Mam w swoim otoczeniu Osobę, mającą życiową misję poprawiania standardu życia wszystkich, których spotyka na swojej drodze. Gdyby to tylko ograniczało się do dawania kasy i mówienia: „Masz tu milion, zrób lifting twarzy, dokończ w końcu meblowanie domu i zatrudnij ogrodnika”. Niestety – Osoba stosuje sposoby zakamuflowane, krypto-motywację, która tak naprawdę dołuje mnie i sprowadza do parteru, choć od lat pracuję na to, żeby wywindować się jak najwyżej. Osoba zmieniała mi już pracę, dekorowała dom, doprawiała gulasz, wmawiała, że za mało zarabiam i że grzywka jednak była fajna.
Ale jestem wdzięczna Osobie. Dzięki niej wiem, czego NIE chciałabym dla swojej córki, a ściślej mówiąc: to właśnie dzięki niej wszystkie plany dotyczące przyszłości mojej córki, które snułam, gdy była jeszcze w brzuchu, wyrzuciłam do kosza wraz z dniem porodu. Ja osobiście nienawidzę, gdy ktoś mi coś ostro narzuca, a ostatnią rzeczą, której chcę, to poczuć, że moja córka znienawidziła mnie za ustawianie jej życia.
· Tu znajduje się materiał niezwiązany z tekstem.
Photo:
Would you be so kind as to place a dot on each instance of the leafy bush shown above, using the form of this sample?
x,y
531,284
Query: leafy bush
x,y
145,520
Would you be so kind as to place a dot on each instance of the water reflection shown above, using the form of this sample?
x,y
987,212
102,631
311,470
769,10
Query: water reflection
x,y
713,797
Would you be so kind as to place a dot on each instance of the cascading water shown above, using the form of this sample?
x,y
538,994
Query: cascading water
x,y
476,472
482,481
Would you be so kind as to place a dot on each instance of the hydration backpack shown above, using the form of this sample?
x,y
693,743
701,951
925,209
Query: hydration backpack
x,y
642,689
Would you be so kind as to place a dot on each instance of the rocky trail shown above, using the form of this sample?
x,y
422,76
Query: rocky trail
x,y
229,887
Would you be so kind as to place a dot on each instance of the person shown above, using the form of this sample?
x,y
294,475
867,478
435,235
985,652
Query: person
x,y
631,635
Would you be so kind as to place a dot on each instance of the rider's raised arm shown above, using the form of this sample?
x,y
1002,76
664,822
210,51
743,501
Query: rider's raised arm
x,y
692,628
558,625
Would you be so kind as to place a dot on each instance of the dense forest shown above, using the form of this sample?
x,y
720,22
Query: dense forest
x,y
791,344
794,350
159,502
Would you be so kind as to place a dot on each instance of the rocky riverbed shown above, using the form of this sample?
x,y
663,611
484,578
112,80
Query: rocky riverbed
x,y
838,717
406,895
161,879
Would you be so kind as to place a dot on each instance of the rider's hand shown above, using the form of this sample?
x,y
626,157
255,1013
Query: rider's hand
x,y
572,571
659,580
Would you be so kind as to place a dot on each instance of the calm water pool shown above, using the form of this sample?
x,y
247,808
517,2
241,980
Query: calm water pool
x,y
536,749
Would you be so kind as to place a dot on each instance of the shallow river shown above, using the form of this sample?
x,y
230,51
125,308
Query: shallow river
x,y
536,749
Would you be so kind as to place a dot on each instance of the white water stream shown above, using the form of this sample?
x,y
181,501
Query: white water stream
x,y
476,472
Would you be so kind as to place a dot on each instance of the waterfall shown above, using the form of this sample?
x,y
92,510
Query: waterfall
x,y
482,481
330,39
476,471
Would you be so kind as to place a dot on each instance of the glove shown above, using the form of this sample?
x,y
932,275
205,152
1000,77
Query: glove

Niczego tak nie pragnę, jak tego, aby była w przyszłości totalnie NIKIM! Bo po pierwsze nie wybiegam myślami dalej, niż kilka miesięcy do przodu, a po drugie, nie widzę jej w żadnej roli, którą próbują narzucać jej ludzie, którzy spędzą z nią pół dnia. Bo niektórzy myślą, że po godzinie znają moją córkę na wylot, a po tym, w jaki sposób rozwiązuje problemy, złości się czy cieszy, narzucają jej rolę prawniczki, lekarki czy bankowca. A ja, po 4 latach z tym dzieckiem, nie potrafię sobie jej wyobrazić inaczej niż jako dziecka właśnie! Buntuję się przeciwko wizji, że kiedykolwiek chwyci skalpel czy wdzieje togę. Nie to, żebym nie życzyła jej dorosłości, choć faktycznie, ta czasem bywa ciężka, z tymi wszystkimi swoimi wyborami, decyzjami czy odpowiedzialnością. Ale jak bardzo trzeba być nieludzkim, żeby kierować wychowaniem dziecka w konkretnym kierunku, który obraliśmy mu, gdy tylko wypluło smoczek?!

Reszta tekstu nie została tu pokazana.